从 Java 中的 S3 上的文件在 S3 上创建一个 zip 文件答案

【问题标题】：Create a zip file on S3 from files on S3 in Java从 Java 中的 S3 上的文件在 S3 上创建一个 zip 文件
【发布时间】：2019-11-12 18:29:33
【问题描述】：

我在 S3 上有很多文件需要压缩，然后通过 S3 提供压缩文件。目前我将它们从流压缩到本地文件，然后再次上传文件。这会占用大量磁盘空间，因为每个文件大约有 3-10MB，我必须压缩多达 100.000 个文件。
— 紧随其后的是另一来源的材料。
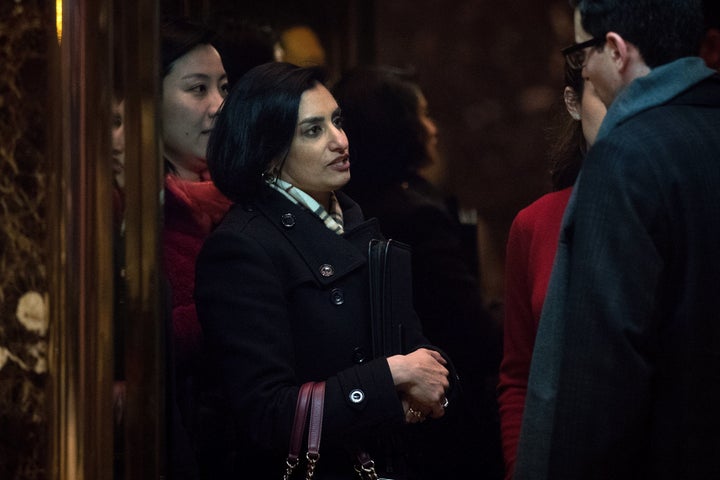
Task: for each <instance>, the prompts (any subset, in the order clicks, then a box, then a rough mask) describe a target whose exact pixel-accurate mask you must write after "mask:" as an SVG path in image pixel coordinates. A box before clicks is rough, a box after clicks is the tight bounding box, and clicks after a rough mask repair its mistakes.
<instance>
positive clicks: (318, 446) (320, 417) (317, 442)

所以一个zip可以有超过1TB。所以我想要一个解决方案：

Create a zip file on S3 from files on S3 using Lambda Node

这里它接缝了 zip 是直接在 S3 上创建的，而不占用本地磁盘空间。但我只是不够聪明，无法将上述解决方案转移到 Java。我还在 java aws sdk 上发现了相互矛盾的信息，说他们计划在 2017 年改变流行为。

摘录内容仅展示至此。